From Chat to Agency: Demonstrations and proof-of-concepts tend to mask these weaknesses, but productionizing agents that act in, and predict changes in, real environments exposes the limits of traditional LLMs.
Mapping Problems: Building effective agents requires deep understanding of which tasks are suited for agentic approaches and what extra engineering (especially around prediction and state) is required.

2. The Anatomy of Memory in AI Agents

Layers of Memory:
1. Message History (Short-term/Working Memory): Storing recent conversational exchanges.
2. Summarization: Condensing those histories to fit context windows; beyond storage, involves task-specific engineering.
3. Long-Term & Reference Memory: Extracting significant facts over time to persist and retrieve for future interactions.
  - Metaphor:
    
    “A cognitive system interacting with people all day… their brain in a background thread picks things out that are important.” – Andrew (06:26)
Difference Between Knowledge Base and Long-Term Memory:
- Knowledge base = developer-supplied facts; long-term memory = runtime-learned facts by the agent.
- Quote:
  
  “Retrieval looks probably similar… but long-term memory is stuff the agent learned at runtime, while RAG or knowledge base is what developers inject.” – Andrew (09:03)
Durable State & Workflow: True agentic applications require not just LLM memory, but tracking environment state, tool calls, event-driven logic, and durable execution, sometimes requiring checkpointing and dynamic workflows.
- Quote:
  
  “We're really talking about durable execution at some level; dynamic workflow that... is going to die in the middle of something and have to restart.” – Andrew (10:24)

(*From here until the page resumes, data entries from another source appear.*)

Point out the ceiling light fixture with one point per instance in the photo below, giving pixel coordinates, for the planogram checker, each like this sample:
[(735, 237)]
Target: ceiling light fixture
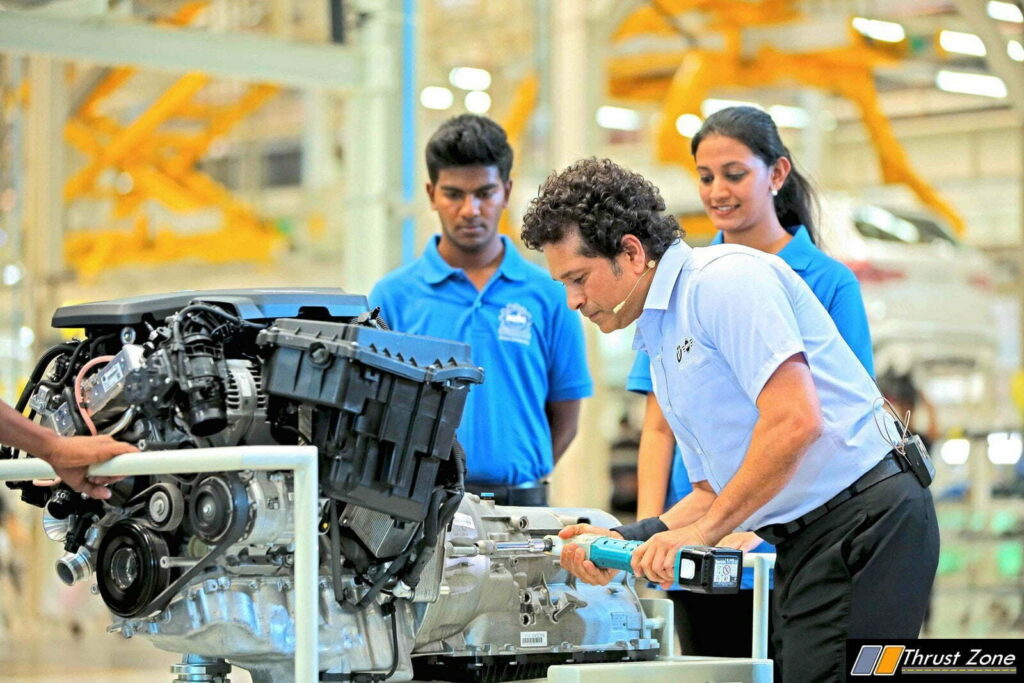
[(962, 43), (971, 84), (888, 32), (688, 125)]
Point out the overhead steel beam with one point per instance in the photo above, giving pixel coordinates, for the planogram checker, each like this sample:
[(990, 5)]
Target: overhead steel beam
[(243, 56)]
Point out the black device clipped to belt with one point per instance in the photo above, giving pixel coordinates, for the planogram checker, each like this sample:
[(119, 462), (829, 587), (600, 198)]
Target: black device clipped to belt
[(913, 453)]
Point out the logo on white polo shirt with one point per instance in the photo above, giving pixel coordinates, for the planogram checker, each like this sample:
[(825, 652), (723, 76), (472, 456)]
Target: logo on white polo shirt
[(515, 324), (684, 348)]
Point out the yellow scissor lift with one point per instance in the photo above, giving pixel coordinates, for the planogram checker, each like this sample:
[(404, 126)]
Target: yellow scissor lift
[(130, 163)]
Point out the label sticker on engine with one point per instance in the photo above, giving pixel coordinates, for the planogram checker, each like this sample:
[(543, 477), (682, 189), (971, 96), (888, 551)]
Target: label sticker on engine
[(534, 639), (726, 572), (112, 376), (463, 526)]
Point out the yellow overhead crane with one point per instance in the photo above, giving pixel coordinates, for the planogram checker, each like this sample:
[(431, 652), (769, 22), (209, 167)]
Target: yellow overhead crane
[(681, 80), (159, 165)]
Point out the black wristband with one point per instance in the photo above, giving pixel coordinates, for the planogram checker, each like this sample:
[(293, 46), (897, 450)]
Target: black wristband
[(642, 528)]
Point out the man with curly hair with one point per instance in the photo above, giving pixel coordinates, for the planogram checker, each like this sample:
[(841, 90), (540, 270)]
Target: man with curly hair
[(472, 286), (773, 413)]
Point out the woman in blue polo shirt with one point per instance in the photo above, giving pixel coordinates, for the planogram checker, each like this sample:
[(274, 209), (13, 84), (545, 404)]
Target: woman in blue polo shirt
[(727, 142)]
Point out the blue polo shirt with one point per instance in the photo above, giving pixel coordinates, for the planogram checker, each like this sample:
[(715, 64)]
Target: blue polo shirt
[(519, 330), (717, 324), (838, 290)]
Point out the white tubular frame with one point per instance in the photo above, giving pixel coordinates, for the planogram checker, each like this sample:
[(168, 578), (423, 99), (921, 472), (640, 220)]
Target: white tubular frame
[(761, 562), (301, 460)]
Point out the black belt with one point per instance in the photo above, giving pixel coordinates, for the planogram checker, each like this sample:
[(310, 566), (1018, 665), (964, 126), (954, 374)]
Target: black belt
[(531, 494), (889, 466)]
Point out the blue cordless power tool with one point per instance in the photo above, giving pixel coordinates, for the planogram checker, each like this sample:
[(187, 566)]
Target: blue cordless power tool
[(698, 568)]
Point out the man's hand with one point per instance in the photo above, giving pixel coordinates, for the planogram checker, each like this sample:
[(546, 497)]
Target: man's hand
[(574, 560), (655, 559), (744, 541), (71, 456)]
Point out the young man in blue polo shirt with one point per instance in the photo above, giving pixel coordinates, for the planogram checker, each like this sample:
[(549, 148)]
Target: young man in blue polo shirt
[(472, 286)]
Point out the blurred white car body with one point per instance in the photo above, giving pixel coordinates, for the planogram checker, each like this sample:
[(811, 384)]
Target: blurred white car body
[(929, 300)]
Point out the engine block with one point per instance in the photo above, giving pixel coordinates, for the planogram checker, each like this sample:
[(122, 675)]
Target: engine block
[(416, 577)]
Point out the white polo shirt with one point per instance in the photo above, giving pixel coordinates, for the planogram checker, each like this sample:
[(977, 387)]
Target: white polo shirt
[(717, 323)]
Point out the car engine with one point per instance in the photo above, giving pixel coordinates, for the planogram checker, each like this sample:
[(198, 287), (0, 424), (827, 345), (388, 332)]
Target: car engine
[(417, 579)]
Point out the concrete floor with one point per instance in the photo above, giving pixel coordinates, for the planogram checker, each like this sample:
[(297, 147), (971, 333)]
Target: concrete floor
[(92, 658)]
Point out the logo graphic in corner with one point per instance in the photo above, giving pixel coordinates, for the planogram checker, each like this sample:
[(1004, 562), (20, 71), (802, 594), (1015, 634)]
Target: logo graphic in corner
[(878, 660), (515, 324), (934, 658)]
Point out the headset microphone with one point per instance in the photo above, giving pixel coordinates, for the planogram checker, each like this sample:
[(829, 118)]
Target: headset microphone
[(650, 266)]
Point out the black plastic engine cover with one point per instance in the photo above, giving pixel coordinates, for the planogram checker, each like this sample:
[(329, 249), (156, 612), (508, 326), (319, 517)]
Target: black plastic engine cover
[(390, 403)]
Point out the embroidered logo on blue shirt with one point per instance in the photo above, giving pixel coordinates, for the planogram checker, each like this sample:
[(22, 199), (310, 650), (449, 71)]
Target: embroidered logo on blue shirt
[(684, 348), (515, 324)]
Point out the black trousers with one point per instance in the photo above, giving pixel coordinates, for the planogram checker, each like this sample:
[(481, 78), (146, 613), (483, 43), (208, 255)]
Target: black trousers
[(863, 570), (716, 626)]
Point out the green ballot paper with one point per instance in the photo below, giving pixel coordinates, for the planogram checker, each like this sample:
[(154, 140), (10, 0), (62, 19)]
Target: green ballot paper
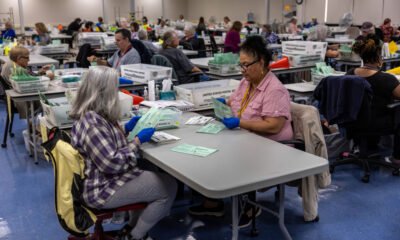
[(221, 110), (211, 128), (148, 120), (194, 150)]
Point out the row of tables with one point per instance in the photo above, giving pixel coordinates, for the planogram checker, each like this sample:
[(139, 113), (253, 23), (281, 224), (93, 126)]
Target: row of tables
[(217, 176)]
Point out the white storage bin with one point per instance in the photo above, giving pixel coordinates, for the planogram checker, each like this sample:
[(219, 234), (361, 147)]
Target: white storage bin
[(93, 38), (125, 103), (316, 78), (50, 49), (31, 86), (108, 43), (304, 48), (201, 94), (145, 72), (223, 68), (57, 115), (304, 60)]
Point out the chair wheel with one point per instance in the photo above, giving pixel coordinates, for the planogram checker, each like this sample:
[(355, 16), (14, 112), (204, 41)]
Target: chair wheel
[(276, 195), (254, 233), (365, 179)]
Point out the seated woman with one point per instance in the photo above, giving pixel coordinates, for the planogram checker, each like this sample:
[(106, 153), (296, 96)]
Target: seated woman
[(19, 57), (112, 176), (385, 88), (42, 37), (88, 27), (8, 33), (232, 39), (180, 62), (260, 104)]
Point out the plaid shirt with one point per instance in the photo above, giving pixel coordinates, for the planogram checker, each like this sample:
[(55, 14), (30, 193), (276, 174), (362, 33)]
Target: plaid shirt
[(110, 160)]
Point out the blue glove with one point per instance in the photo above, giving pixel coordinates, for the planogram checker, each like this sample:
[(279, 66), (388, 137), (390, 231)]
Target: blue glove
[(145, 135), (221, 100), (231, 123), (129, 126), (204, 78)]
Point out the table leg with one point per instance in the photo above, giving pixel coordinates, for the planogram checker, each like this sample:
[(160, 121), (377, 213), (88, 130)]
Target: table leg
[(34, 137), (282, 212), (235, 221)]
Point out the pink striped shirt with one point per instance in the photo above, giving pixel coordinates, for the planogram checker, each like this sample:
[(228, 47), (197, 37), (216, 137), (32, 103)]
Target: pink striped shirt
[(271, 99)]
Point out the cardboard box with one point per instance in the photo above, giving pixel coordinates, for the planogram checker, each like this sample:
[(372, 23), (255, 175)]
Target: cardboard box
[(145, 72)]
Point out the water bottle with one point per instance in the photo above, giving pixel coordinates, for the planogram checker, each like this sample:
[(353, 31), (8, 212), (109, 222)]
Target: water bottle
[(145, 94)]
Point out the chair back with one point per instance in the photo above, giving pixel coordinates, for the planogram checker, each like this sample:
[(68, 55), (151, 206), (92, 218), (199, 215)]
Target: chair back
[(353, 32), (144, 52), (214, 46), (344, 99), (163, 61), (84, 52), (68, 165)]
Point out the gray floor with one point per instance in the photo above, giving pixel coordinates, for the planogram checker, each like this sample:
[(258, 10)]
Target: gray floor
[(349, 209)]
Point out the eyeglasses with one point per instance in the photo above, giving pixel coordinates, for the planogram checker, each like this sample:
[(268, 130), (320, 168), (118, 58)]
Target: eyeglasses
[(244, 66)]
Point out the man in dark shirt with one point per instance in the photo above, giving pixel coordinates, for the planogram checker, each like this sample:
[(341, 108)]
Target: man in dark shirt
[(74, 26), (181, 64)]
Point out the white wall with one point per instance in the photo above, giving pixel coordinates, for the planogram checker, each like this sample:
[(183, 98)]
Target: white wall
[(391, 10), (314, 9), (235, 9)]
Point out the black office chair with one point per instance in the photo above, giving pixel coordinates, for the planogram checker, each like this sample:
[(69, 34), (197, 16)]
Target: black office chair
[(363, 126), (214, 46), (9, 119)]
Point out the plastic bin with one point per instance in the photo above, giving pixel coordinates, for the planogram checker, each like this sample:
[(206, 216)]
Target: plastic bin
[(201, 94), (52, 49), (31, 86), (223, 68), (57, 115), (316, 78), (93, 38), (145, 72), (304, 60), (304, 48)]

3. Redis in the Agent Memory Stack

Filling Multiple Roles: Redis is used for:
- Fast storage/retrieval of working memory (message history, context blobs)
- Vector search and indexing for both knowledge base and long-term memory (fast retrieval)
- Streams for managing workflow and orchestrating agent state
- Quote:
  
  “Redis is absolutely a great fit [for working memory]. It’s super fast… and as a vector DB, it can serve retrieval too.” – Andrew (12:16)
Recent Innovations:
- Addition of a query engine for dynamic queries and vector indexing (Redis 8).
- New vector sets data structure for more native vector operations.
- Semantic Caching: Caching based on similarity, not just keys, to avoid redundant LLM calls.
  
  “Semantic caching is caching based not on a deterministic pattern, like a key… instead on similarity.” – Andrew (18:19)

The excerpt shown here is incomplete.